Last year, U.S. facilities produced 38.7 million gallons of SAF, according to Environment Protection Agency figures, compared to 14 million gallons in 2023 and 7.9 million gallons in 2022.
Fueled by recent and upcoming launches of SAF production by Phillips 66 and Valero and capacity increases by specialized renewable energy producers, SAF production capacity in the U.S. will reach nearly 800 million gallons this year, according to an estimate generated jointly by the Department of Agriculture and the University of Illinois.
A major driver of recent production surges was an Inflation Reduction Act program that provided tax credits of between $1.25 and $1.75 per gallon to purchasers of SAF, depending on the emissions reductions offered by the particular fuel product. The credits were key to spurring demand for SAF, which costs about $2 more per gallon than conventional jet fuel, said Stillwater's Schubert, citing figures from the energy industry data provider OPIS.
But that tax credit program expired at the end of 2024 and is slated to be replaced by a new program that would provide sliding tax credits from 1 cent to $1.75 per gallon directly to producers through 2027. The Biden administration belatedly released guidance for its implementation on Jan. 10, but it will be up to the Trump administration to finalize the regulations and initiate the tax credits.
For now, that process is on hold in accord with a 60-day freeze on all regulatory development put in place by the president via an Inauguration Day executive order.
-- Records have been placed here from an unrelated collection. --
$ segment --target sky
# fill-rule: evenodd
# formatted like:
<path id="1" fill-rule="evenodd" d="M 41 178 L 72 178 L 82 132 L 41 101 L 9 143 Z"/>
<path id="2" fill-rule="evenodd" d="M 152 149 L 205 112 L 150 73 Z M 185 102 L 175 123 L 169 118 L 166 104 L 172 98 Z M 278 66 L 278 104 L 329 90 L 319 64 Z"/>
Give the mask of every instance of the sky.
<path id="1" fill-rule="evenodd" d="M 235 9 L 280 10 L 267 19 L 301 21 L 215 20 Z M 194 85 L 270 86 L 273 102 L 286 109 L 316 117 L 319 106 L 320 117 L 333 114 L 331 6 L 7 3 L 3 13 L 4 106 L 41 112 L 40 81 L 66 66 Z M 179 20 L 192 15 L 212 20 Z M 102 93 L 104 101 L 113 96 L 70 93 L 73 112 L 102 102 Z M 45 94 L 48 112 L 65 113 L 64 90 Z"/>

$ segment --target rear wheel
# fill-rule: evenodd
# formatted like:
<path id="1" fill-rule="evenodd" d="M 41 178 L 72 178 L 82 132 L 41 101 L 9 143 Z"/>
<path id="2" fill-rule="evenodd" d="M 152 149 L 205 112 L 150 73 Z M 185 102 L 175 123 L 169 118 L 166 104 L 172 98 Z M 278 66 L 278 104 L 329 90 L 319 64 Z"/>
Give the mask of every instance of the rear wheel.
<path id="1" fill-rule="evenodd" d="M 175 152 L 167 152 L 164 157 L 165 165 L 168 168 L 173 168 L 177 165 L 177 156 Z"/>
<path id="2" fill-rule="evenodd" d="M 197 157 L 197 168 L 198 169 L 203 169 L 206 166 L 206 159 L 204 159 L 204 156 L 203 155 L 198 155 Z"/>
Such stays have become routine during recent transitions to give the new administration time to get up to speed. But Trump's hostility to climate initiatives is sowing doubts about how long the administration will take to complete the regulatory rulemaking, or even whether it will implement the tax credit program at all.
"It's going to be completely unpredictable," said Fayaz Hussain, editor of the trade publication SAF Investor. "You can never tell how Trump will perceive something. Everything is going under the microscope."
Such uncertainty has the potential to slow SAF production, said Hussain and Schubert, since the tax credits are key to spurring purchase demand from airlines that can't afford to pay the full SAF premium and because energy companies will want to calibrate production accordingly.
Adding to the uncertainty are other steps the new administration has taken. On Jan. 28, the Department of Energy delayed delivery of $782 million in loan proceeds to Montana Renewables, the first half of a $1.44 billion loan deal the department under Biden closed on Jan. 10. Montana Renewables will use the loan to increase its annual SAF production capacity from 60 million to 300 million gallons.
In a statement, the company described the delay as a tactical one by the Energy Department to make sure the loan aligns with White House priorities.
The Trump administration has also removed some federal webpages related to SAF initiatives, including sites detailing the $244.5 million in grant funding the FAA allocated last year to SAF projects.
Those developments aside, SAF stakeholders say their industry aligns with other Trump priorities. Corn-based ethanol, for example, is expected to be a major source of SAF.
Alison Graab, executive director of the SAF Coalition, whose members include producers, airlines and others in the SAF value chain, said SAF can help the Trump administration's plans for "American energy dominance."
"Helping rural communities create jobs, creating new agricultural markets -- all of that ties into the new administration's goals," she said.

Scott Lewis
Scott Lewis, a division president for World Energy, which this year expects to produce 30 million gallons of SAF at its Paramount, Calif., refinery, offered a similar take. "Each administration has its own agenda of what it is trying to achieve. It is industry's role in this to tell them how we can help achieve it," he said.
Lewis added he has little doubt the new tax credit program will go forward, but "what we want to see first and foremost is continuity," he said. "Tell us the rules and let's go."
Schubert said that dynamics in Congress could also be helpful to the SAF industry. Farm state Republicans are likely to push for SAF initiatives even if many in their party view the issue through the lens of climate policy.
But at least in the short term, the only policy continuity that SAF producers can be confident of will come from the small group of states that have developed their own packages of SAF incentives, including Washington, Illinois and Minnesota.
"The only silver lining I see is state support," Hussain said. "States are probably going to remain committed to this."